It brings the BOOM. It, of course, is the Axial Seamount, an underwater volcano off Oregon which scientists predict will erupt this year.
The Axial Seamount is the most active submarine volcano in its northeasterly swath of the Pacific Ocean, according the dedicated seamount blog. It sits on the Juan de Fuca ridge, about 300 miles (483 kilometers) west of the Oregon coast. And based on recent observations, the deep-sea volcano is fit to burst for the first time since 2015. A group of earth scientists led by William Chadwick, a volcanologist at Oregon State University, reported their predictions at the annual meeting of the American Geophysical Union last month.
Scientists first studied the volcano in the late 1970s, which is known to have erupted three times, in 1998, 2011, and 2015. The key piece of data in predicting a volcanic eruption is knowing the degree to which the seamount is inflated—a sign that magma has built up beneath the surface, swelling the structure’s aboveground features.
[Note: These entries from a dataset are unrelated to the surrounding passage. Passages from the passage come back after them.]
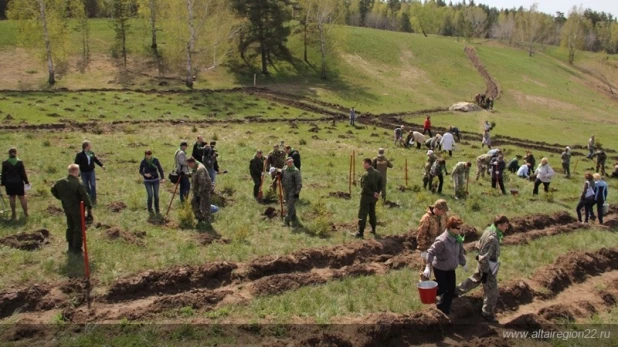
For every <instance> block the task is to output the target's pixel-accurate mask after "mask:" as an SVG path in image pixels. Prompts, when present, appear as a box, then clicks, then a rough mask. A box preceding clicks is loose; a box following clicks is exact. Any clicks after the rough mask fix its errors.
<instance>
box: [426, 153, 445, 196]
mask: <svg viewBox="0 0 618 347" xmlns="http://www.w3.org/2000/svg"><path fill="white" fill-rule="evenodd" d="M444 175H448V171H446V160H444V159H442V158H440V159H438V160H436V161H435V162H434V163H433V165H432V166H431V169H430V170H429V188H430V189H431V192H432V193H436V192H437V193H438V194H442V186H443V185H444ZM435 177H437V178H438V188H437V189H436V188H434V186H433V179H434V178H435Z"/></svg>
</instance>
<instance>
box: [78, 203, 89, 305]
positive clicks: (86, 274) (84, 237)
mask: <svg viewBox="0 0 618 347" xmlns="http://www.w3.org/2000/svg"><path fill="white" fill-rule="evenodd" d="M80 210H81V211H80V212H81V219H82V240H83V243H84V266H85V273H86V302H87V303H88V309H90V262H89V261H88V242H86V212H85V210H84V202H83V201H82V202H81V203H80Z"/></svg>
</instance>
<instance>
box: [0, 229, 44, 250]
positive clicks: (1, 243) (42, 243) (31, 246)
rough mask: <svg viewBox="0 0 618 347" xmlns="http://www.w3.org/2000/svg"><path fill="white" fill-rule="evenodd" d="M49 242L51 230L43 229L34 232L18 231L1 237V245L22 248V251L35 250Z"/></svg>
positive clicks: (42, 246)
mask: <svg viewBox="0 0 618 347" xmlns="http://www.w3.org/2000/svg"><path fill="white" fill-rule="evenodd" d="M48 243H49V231H48V230H46V229H41V230H37V231H34V232H32V233H23V232H22V233H18V234H15V235H9V236H7V237H4V238H1V239H0V245H4V246H7V247H11V248H15V249H21V250H22V251H34V250H36V249H39V248H41V247H43V245H46V244H48Z"/></svg>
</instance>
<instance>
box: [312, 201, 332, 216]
mask: <svg viewBox="0 0 618 347" xmlns="http://www.w3.org/2000/svg"><path fill="white" fill-rule="evenodd" d="M311 210H312V211H313V213H315V214H316V215H318V216H326V215H328V208H326V203H325V202H324V201H323V200H322V199H319V200H317V201H315V202H312V203H311Z"/></svg>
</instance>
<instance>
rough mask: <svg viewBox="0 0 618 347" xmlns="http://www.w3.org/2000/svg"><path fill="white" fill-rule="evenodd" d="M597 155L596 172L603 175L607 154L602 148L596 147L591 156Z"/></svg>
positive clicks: (594, 156)
mask: <svg viewBox="0 0 618 347" xmlns="http://www.w3.org/2000/svg"><path fill="white" fill-rule="evenodd" d="M594 157H597V168H596V172H598V173H600V174H601V175H603V176H605V162H606V161H607V154H605V151H604V150H602V149H600V148H599V149H598V150H597V151H596V152H594V153H593V154H592V158H594Z"/></svg>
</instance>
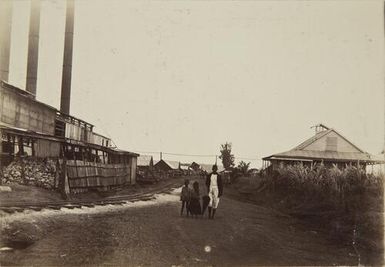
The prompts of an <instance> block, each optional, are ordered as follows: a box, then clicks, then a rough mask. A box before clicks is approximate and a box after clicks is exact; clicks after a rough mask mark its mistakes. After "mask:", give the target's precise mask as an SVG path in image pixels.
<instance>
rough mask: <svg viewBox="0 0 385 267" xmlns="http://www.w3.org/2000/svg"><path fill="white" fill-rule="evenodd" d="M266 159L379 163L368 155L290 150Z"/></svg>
mask: <svg viewBox="0 0 385 267" xmlns="http://www.w3.org/2000/svg"><path fill="white" fill-rule="evenodd" d="M264 159H287V160H295V159H319V160H334V161H363V162H372V161H377V159H375V158H374V157H372V155H370V154H368V153H353V152H336V151H311V150H290V151H286V152H282V153H278V154H274V155H272V156H270V157H267V158H264Z"/></svg>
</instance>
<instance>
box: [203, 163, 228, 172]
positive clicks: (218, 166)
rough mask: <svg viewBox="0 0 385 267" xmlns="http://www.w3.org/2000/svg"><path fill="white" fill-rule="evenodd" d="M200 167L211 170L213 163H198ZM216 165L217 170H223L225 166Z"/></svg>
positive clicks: (207, 171)
mask: <svg viewBox="0 0 385 267" xmlns="http://www.w3.org/2000/svg"><path fill="white" fill-rule="evenodd" d="M199 165H200V167H201V169H202V170H204V171H206V172H212V171H213V164H199ZM217 166H218V172H221V171H224V170H225V168H223V166H222V165H217Z"/></svg>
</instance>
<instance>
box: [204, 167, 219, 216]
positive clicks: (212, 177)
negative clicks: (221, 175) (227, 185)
mask: <svg viewBox="0 0 385 267" xmlns="http://www.w3.org/2000/svg"><path fill="white" fill-rule="evenodd" d="M212 170H213V172H212V173H210V174H209V175H207V177H206V186H207V191H208V192H209V197H210V202H209V207H208V209H209V219H214V216H215V212H216V210H217V208H218V204H219V198H220V197H221V196H222V194H223V183H222V178H221V176H220V175H219V174H218V173H217V171H218V167H217V165H213V168H212Z"/></svg>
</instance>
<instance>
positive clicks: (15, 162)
mask: <svg viewBox="0 0 385 267" xmlns="http://www.w3.org/2000/svg"><path fill="white" fill-rule="evenodd" d="M58 173H59V170H58V169H57V160H56V159H49V158H47V159H37V158H32V157H28V158H22V159H20V158H18V159H15V160H14V161H12V162H11V163H10V164H9V165H8V166H6V167H4V168H3V172H2V175H1V183H2V184H11V183H17V184H23V185H34V186H38V187H43V188H46V189H54V188H57V184H58V179H59V176H58Z"/></svg>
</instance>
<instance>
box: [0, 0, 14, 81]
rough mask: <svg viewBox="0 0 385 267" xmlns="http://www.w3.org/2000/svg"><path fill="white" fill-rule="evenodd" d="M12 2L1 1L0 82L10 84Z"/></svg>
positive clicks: (0, 1)
mask: <svg viewBox="0 0 385 267" xmlns="http://www.w3.org/2000/svg"><path fill="white" fill-rule="evenodd" d="M11 25H12V1H11V0H2V1H0V80H3V81H6V82H8V78H9V57H10V51H11V28H12V26H11Z"/></svg>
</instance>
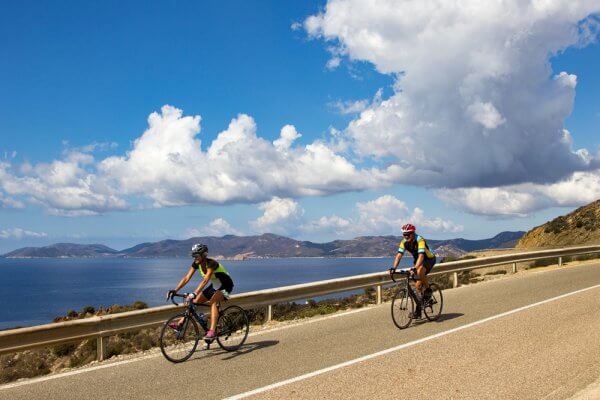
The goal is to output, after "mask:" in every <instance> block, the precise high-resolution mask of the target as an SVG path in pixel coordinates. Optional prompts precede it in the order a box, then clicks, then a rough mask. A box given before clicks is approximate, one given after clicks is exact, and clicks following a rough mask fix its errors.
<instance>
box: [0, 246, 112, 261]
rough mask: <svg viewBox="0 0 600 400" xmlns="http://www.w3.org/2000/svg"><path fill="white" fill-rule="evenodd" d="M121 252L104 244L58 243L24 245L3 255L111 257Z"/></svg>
mask: <svg viewBox="0 0 600 400" xmlns="http://www.w3.org/2000/svg"><path fill="white" fill-rule="evenodd" d="M118 253H119V252H118V251H117V250H115V249H111V248H110V247H107V246H104V245H102V244H73V243H57V244H53V245H50V246H45V247H24V248H22V249H18V250H15V251H11V252H10V253H7V254H5V255H4V256H3V257H7V258H59V257H109V256H115V255H117V254H118Z"/></svg>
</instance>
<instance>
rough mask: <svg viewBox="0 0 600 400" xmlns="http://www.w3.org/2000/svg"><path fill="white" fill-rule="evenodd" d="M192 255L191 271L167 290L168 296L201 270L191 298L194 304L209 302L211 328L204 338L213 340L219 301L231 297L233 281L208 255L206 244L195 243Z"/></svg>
mask: <svg viewBox="0 0 600 400" xmlns="http://www.w3.org/2000/svg"><path fill="white" fill-rule="evenodd" d="M191 255H192V257H194V262H192V265H191V267H190V269H189V271H188V272H187V274H186V275H185V276H184V277H183V278H182V279H181V280H180V281H179V283H178V284H177V286H176V287H175V289H173V290H169V291H168V292H167V298H170V297H171V296H172V295H173V294H174V293H177V291H178V290H179V289H181V288H182V287H184V286H185V285H186V284H187V283H188V282H189V281H190V279H192V275H194V272H196V271H199V272H200V275H202V278H203V279H202V281H201V282H200V284H199V285H198V287H197V288H196V290H194V292H193V293H190V295H189V300H190V301H193V302H194V304H200V303H206V302H207V301H208V302H209V304H210V329H209V330H208V332H206V336H204V339H205V340H213V339H214V338H215V330H216V329H217V319H218V318H219V309H218V305H219V302H220V301H221V300H223V299H228V298H229V295H230V294H231V291H232V290H233V281H232V280H231V276H229V273H228V272H227V270H226V269H225V267H223V265H221V264H220V263H218V262H217V261H215V260H213V259H212V258H208V257H207V255H208V247H207V246H206V245H204V244H200V243H198V244H195V245H193V246H192V254H191ZM209 283H210V284H209ZM207 285H208V286H207ZM213 285H215V286H217V287H218V289H215V288H214V287H213ZM182 322H183V318H182V319H181V320H180V321H179V322H178V323H174V324H173V326H172V328H174V329H178V328H179V327H180V326H181V323H182Z"/></svg>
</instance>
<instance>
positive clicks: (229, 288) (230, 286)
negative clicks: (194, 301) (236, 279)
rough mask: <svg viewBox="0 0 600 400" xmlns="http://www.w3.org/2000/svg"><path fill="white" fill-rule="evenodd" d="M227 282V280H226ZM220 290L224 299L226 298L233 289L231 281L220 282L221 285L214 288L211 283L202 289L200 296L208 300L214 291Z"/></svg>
mask: <svg viewBox="0 0 600 400" xmlns="http://www.w3.org/2000/svg"><path fill="white" fill-rule="evenodd" d="M228 283H229V282H228ZM217 291H219V292H221V293H222V294H223V297H224V298H225V299H228V298H229V296H230V295H231V292H232V291H233V282H231V283H230V284H221V286H220V287H219V288H218V289H216V290H215V288H214V287H213V285H212V283H211V284H210V285H208V286H207V287H205V288H204V290H202V296H204V297H206V298H207V299H208V300H210V299H212V297H213V295H214V294H215V292H217Z"/></svg>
Axial’s inflation and seismicity are monitored by a network of NSF-funded sensors called the Ocean Observatories Initiative Regional Cabled Array (don’t worry, we won’t be testing you on this). Last year, after a sustained period of slowed swelling, Axial’s inflation rate increased from a slow pickup (since around October 2023) to about twice its January 2024 rate by this past June. Alongside its increased inflation rate (about 9.84 inches, or 25 centimeters, per year), the underwater volcano’s seismicity increased to hundreds of earthquakes per day. By July, scientists studying data from Axial determined that “the next eruption looks like it could happen anytime between NOW and the end of 2025,” according to the blog.
Well, no eruption has happened since then, and in October 2024 the team posted another update. “The rate of inflation at Axial has been steady for the last 6 months and the rate of seismicity has moderated,” the team wrote. “An eruption does not seem imminent, but it can’t do this forever.” In other words, there was no change to their forecast, and given it’s now 2025, the team’s prediction is that an eruption will happen this year.
In its AGU presentation, the team stated that Axial has re-inflated to more than 95% its threshold before the 2015 eruption—a major indicator that an eruption is somewhere around the corner.
If the 2015 eruption is any indicator, the predicted eruption could be accompanied by thousands of earthquakes and a seafloor drop of nearly 8 feet (2.4 meters). The seafloor drops because magma is ejected from the swollen volcano into the ocean. Once that is done, magma begins to slowly refill the mount, starting the whole process over again.
Underwater volcanoes can be hazardous; look no further than the Hunga-Tonga-Hunga-Ha’apai eruption which roiled the South Pacific in 2022, forcing mass evacuations, covering Tonga in ash, and causing several deaths and tens of millions of dollars in damage. Chadwick—the leader of the research team—told Science News that forecasting the eruption’s potential impacts on humankind is difficult, but volcanoes on land are generally more hazardous than seamounts. For reference, the 2015 Axial eruption did not cause any reported impacts on land.